After 18 months of back and forth, I had crossed a threshold and become the audience. I wasn’t the auteur, the writer, the actor, or the source material. I was the viewer, and I finally understood it. This show isn’t about me, nor is it about Asian America. The network won’t take that gamble right now. You can’t flash an ad during THE GAME with some chubby Chinese kid running across the screen talking shit about spaceships and Uncle Chans in 2014 because America has no reference. The only way they could even mention some of the stories in the book was by building a Trojan horse and feeding the pathogenic stereotypes that still define us to a lot of American cyclope.
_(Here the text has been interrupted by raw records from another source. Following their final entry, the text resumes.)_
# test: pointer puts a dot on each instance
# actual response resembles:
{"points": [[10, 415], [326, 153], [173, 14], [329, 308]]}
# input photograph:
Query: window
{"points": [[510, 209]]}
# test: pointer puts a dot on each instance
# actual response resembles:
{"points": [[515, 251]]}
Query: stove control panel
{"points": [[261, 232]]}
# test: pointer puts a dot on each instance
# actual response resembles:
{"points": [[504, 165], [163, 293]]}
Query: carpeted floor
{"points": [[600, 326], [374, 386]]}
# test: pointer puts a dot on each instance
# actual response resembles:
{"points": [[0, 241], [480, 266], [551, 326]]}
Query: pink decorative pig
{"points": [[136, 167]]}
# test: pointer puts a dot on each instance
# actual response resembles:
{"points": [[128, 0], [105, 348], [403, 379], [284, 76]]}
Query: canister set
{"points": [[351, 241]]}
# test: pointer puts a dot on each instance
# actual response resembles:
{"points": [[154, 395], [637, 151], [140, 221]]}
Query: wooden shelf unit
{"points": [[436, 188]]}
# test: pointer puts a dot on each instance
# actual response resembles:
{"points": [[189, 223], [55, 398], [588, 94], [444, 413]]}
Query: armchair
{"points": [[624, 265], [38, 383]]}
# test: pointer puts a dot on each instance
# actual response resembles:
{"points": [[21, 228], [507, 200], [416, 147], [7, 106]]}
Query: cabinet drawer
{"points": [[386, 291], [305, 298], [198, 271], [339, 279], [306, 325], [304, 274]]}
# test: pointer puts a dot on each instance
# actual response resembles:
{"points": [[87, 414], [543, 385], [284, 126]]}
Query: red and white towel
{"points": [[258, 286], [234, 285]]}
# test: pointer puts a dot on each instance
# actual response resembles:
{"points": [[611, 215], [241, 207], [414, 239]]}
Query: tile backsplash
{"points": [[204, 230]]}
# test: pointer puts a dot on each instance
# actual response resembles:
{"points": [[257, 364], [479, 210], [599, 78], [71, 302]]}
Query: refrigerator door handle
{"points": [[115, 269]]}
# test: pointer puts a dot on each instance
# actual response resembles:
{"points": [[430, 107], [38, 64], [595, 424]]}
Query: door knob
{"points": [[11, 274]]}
Randall was neutered, Constance was exoticized, and Young Eddie was urbanized so that the viewers got their mise-en-place. People watching these channels have never seen us, and the network’s approach to pacifying them is to say we’re all the same. Sell them pasteurized network television with East Asian faces until they wake up intolerant of their own lactose, and hit 'em with the soy. Baking soya, I got baking soya!

It doesn’t sound like much, but it is. Those three minutes are the holy trinity Melvin, Randall, Constance, Hudson, Forrest, Ian, and I sacrificed everything for. Our parents worked in restaurants, laundromats, and one-hour photo shops thinking it was impossible to have a voice in this country, so they never said a word. We are culturally destitute in America, and this is our ground zero. Network television never offered the epic tale highlighting Asian America’s coming of age; they offered to put orange chicken on TV for 22 minutes a week instead of Salisbury steak … and I’ll eat it; I’ll even thank them, because if you’re high enough, orange chicken ain’t so bad.

But for all the bullshit I heard at studios about universal stories and the cultural pus it perpetuates, I felt some truth in it for those three minutes. It takes a lot of chutzpah to launch a network comedy with a pilot addressing the word chink, yet it works because it’s the safest bet the studio could have made. The feeling of being different is universal because difference makes us universally human in our individual relationships with society. We’re all fucking weirdos. The social contract is here because we have a collective desire to be individuals and preserve our rights to pursue singular happiness with or without cilantro. But we’ve been fixated way too long on universality and the matrix’s pursuit of monoculture. It’s time to embrace difference and speak about it with singularity, idiosyncracy, and infinite density. No more drone strikes, no more Nielsen boxes, no more "we are the world" … if it’s walkin' dead with a red dot, take the shot.

Chinkstronauts, ride out ...

*This is an extended version of an article appears in the January 12, 2015 issue of New York Magazine.